NEW YORK: The dollar rose on Wednesday after a report showed US producer prices rebounded in August and as traders turned their focus to consumer inflation data due on Thursday that will be closely watched by the US Federal Reserve as it considers when to next raise interest rates.
The dollar index, which tracks the currency against a basket of six major rivals, was up 0.45 percent at 92.295, after rising to 92.336, its highest in a week.
The index rose after the US Labor Department said its producer price index for final demand increased 0.2 percent in August after slipping 0.1 percent in July.
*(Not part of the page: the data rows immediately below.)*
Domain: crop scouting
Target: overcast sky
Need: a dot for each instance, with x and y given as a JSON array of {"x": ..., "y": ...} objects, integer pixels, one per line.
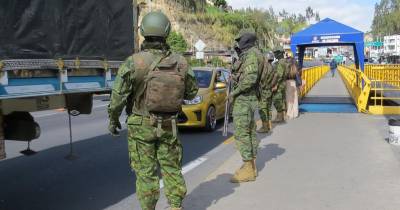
[{"x": 355, "y": 13}]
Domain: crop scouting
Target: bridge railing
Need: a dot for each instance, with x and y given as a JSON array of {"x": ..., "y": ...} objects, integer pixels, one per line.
[
  {"x": 388, "y": 73},
  {"x": 375, "y": 91},
  {"x": 311, "y": 76}
]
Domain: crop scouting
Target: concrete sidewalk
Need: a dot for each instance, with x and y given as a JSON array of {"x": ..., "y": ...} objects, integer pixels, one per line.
[{"x": 318, "y": 161}]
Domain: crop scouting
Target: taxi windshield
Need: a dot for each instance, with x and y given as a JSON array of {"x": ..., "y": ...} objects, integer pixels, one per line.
[{"x": 203, "y": 78}]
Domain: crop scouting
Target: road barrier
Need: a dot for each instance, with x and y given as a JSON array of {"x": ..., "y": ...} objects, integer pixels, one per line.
[
  {"x": 388, "y": 73},
  {"x": 378, "y": 93},
  {"x": 311, "y": 76}
]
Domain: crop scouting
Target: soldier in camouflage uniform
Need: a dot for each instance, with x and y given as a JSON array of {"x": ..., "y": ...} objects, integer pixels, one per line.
[
  {"x": 267, "y": 82},
  {"x": 245, "y": 101},
  {"x": 279, "y": 91},
  {"x": 151, "y": 146}
]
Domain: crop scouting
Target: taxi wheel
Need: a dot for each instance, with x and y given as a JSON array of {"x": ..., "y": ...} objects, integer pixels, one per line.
[{"x": 211, "y": 119}]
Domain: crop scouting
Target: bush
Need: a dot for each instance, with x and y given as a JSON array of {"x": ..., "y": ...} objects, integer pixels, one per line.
[{"x": 177, "y": 42}]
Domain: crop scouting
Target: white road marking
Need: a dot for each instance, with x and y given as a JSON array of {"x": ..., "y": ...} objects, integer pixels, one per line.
[
  {"x": 55, "y": 113},
  {"x": 188, "y": 167}
]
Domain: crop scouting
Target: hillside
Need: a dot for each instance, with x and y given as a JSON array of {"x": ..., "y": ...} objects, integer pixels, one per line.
[{"x": 217, "y": 27}]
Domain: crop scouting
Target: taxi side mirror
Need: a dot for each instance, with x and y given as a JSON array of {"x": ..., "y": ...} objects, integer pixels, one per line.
[{"x": 220, "y": 85}]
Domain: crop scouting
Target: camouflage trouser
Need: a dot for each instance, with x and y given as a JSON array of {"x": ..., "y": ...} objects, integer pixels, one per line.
[
  {"x": 279, "y": 99},
  {"x": 146, "y": 152},
  {"x": 265, "y": 106},
  {"x": 245, "y": 127}
]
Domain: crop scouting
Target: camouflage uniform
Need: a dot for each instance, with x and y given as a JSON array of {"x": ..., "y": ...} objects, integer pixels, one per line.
[
  {"x": 279, "y": 96},
  {"x": 147, "y": 151},
  {"x": 245, "y": 103},
  {"x": 267, "y": 82}
]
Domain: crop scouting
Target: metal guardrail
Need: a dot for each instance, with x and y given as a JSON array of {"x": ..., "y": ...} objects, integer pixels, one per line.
[
  {"x": 388, "y": 73},
  {"x": 375, "y": 91},
  {"x": 311, "y": 76}
]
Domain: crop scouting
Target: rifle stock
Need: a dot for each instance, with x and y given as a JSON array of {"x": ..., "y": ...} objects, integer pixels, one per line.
[{"x": 227, "y": 109}]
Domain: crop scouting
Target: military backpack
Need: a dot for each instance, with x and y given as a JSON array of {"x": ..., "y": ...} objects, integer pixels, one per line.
[{"x": 165, "y": 86}]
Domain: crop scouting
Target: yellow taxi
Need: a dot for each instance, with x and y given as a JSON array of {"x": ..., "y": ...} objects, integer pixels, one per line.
[{"x": 209, "y": 104}]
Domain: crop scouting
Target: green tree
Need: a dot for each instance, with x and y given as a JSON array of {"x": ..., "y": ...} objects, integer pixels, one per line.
[
  {"x": 220, "y": 3},
  {"x": 177, "y": 42},
  {"x": 386, "y": 18}
]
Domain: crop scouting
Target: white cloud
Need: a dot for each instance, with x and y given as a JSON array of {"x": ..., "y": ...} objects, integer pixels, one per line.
[{"x": 357, "y": 14}]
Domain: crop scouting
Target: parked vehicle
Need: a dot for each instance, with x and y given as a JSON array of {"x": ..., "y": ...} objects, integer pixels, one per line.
[
  {"x": 55, "y": 54},
  {"x": 209, "y": 105}
]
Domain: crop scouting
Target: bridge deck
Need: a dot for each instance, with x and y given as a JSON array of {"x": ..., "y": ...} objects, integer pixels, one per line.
[
  {"x": 318, "y": 161},
  {"x": 328, "y": 95}
]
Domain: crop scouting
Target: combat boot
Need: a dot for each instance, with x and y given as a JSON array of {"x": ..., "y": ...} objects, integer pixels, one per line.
[
  {"x": 280, "y": 117},
  {"x": 245, "y": 173},
  {"x": 264, "y": 128}
]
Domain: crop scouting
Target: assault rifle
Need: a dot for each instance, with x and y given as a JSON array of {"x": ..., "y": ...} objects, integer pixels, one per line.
[{"x": 227, "y": 108}]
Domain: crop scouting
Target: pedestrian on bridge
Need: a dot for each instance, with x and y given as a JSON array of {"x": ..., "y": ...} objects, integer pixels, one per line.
[
  {"x": 245, "y": 102},
  {"x": 333, "y": 67},
  {"x": 279, "y": 91},
  {"x": 157, "y": 81}
]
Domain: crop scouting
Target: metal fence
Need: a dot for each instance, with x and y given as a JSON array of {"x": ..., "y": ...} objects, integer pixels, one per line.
[
  {"x": 375, "y": 91},
  {"x": 311, "y": 76}
]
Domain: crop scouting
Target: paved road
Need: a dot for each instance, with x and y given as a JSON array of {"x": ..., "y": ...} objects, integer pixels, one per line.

The rebound was driven by a surge in the cost of gasoline.
While domestic producer prices rose less than forecast, "the rebound does suggest that the US economy retains underlying momentum," said Karl Schamotta, director of global market strategy at Cambridge Global Payments in Toronto.
"The overall demand picture is quite strong and prices are beginning to respond to an increases in demand in the real economy," he said.
Schamotta, however, warned that last month's increase in producer inflation may not point to a similar gain in prices paid by consumers.
"Historically speaking there is no extremely high correlation between the producer prices and consumer prices," he said. "The tail does not wag the dog."
Economists polled by Reuters expect Thursday's data to show consumer prices rose 0.3 percent in August and 0.2 percent excluding food and energy.
Inflation is being closely watched for clues on the timing of the next interest rate increase.
The dollar, which rallied to its strongest levels in a decade and a half at the start of 2017, has faltered since on the view that the pro-growth, pro-inflation policies promised by US President Donald Trump had not materialized, as well as a pushing back of Fed rate hike expectations.
The dollar index fell to 91.011, its lowest since January 2015 last week, on worries linked to Hurricane Irma and North Korea, but has recovered as risk aversion has ebbed significantly.
The Fed meets next week, but is not expected to raise rates.
Meanwhile, sterling fell back from a one-year high to trade lower against the dollar as weaker-than-expected UK wage growth put a brake on bets that the Bank of England could change its interest rate stance due to a surge in inflation.